Anyway, the biggest benefit of views is with large arrays. A PyVarObject
object without any payload consists of five size_t
, that is 40 bytes on 64 bit architectures. Hence, allocating and creating a new array involves a certain ovehead. The data of a small array is typically comparable in size, so that views seem not worth it for typical (i.e. tiny) arrays.

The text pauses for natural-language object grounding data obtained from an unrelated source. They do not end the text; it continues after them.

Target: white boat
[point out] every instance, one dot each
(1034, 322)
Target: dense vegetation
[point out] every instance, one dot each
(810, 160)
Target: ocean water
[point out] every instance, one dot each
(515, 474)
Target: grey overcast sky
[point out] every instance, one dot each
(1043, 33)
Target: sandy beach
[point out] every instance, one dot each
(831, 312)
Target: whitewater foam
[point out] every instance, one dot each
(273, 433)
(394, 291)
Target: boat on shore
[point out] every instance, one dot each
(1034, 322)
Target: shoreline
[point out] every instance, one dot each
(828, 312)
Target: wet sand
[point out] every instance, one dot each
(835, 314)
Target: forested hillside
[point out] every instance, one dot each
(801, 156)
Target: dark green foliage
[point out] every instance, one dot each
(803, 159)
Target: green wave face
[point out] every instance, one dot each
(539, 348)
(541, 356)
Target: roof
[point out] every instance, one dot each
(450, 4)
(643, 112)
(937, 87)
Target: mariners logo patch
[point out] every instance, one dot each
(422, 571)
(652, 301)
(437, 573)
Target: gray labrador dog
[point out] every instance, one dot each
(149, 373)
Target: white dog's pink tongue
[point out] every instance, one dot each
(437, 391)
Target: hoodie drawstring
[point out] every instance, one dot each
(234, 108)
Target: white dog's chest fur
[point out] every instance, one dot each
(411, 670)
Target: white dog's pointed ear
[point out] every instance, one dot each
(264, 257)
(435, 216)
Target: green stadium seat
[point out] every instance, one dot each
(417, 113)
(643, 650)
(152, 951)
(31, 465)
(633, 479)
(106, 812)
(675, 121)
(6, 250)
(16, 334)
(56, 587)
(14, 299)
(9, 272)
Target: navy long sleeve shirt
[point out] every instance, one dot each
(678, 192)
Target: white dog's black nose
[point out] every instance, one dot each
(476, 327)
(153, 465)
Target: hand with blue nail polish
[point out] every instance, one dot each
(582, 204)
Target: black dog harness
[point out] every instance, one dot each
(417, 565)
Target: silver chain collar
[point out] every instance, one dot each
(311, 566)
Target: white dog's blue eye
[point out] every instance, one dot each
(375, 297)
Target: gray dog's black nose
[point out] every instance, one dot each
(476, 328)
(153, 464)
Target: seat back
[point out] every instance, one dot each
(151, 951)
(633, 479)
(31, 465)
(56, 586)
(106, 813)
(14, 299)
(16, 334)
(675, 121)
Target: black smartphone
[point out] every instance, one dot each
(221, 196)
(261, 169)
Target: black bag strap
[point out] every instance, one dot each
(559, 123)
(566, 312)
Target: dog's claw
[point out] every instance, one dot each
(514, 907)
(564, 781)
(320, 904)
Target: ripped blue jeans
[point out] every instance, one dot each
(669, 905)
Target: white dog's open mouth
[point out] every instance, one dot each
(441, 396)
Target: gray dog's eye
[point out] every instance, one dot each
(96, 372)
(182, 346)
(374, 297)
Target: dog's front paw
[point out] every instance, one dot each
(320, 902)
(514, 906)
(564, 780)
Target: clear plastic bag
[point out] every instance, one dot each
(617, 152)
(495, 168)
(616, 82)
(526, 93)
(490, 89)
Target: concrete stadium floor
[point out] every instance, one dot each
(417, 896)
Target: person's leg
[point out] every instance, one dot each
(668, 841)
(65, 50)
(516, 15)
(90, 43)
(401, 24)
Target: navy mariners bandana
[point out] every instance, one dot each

So far, the absence of views does not break compatibility with NumPy: a copy of an immutable array behaves the same as a copy. However, if mutable tinyarrays were to be introduced, we would face the following choice:
-
Accept that tinyarrays behave differently from NumPy arrays when views are involved. This is not unheard of: if
l
is a list,l[:]
creates a view butl[1:]
creates a copy. And tinyarray already deviates from NumPy in other ways: the numerical comparison operators (==
,<
, etc.) work like for tuples: otherwise tinyarrays would not be usable as keys for dictionaries. -
Implement views for tinyarrays. This would have benefits for somewhat larger arrays, but also costs in terms of storage and runtime.
Data layout
Tinyarrays are PyVarObjects
and use a trick to reduce the storage size: the obligatory ob_size
field is used in a clever way:
-
When
ob_size >= 0
, it stores the length of a 1-dimensional array. -
When
ob_size < -1
, its absolute value stores the number of dimensions (ndim
). The shape is stored separately. -
The meaning of
ob_size == -1
isndim = 0
.
This way of storing things has two advantages:
-
In the common case of
ndim == 1
no shape needs to be stored. This saves onesize_t
, i.e. 8 bytes. -
When the method
Array_base::ndim_shape
(see filearray.hh
) returns the number of dimensions and shape, it is able to return a pointer to the shape even in the special casendim == 1
: a pointer to theob_size
field is returned, which corresponds to the shape!
Unfortunately, in the case where we want to store a mutability bit for each array, I do not see how to store it in ob_size
while keeping the above optimization. The problem is not the loss of one bit for ndim
or size, but that there is no way that ob_size
can correspond to the shape for both mutable and immutable arrays.
A practical solution would be to use ob_size
to store ndim
as well as mutability. The shape would then have to be stored separately, also in the case of one-dimensional arrays. That’s probably negligible.
Preliminary synthesis
I’d like to hear what others think is the best way to balance the above constraints.
Currently, I tend to:
-
Types: Do not introduce new types. Store mutability for each new array instance.
-
API: Make each new array initially mutable. Freeze upon first call of
__hash__
or when requested manually through thefreeze
method. -
Views: Do not introduce views. Accept that semantics differs from NumPy (as it does now).
-
Data layout: Accept the additional
size_t
for one-dimensional arrays.
Do you see serious problems caused by the above choices?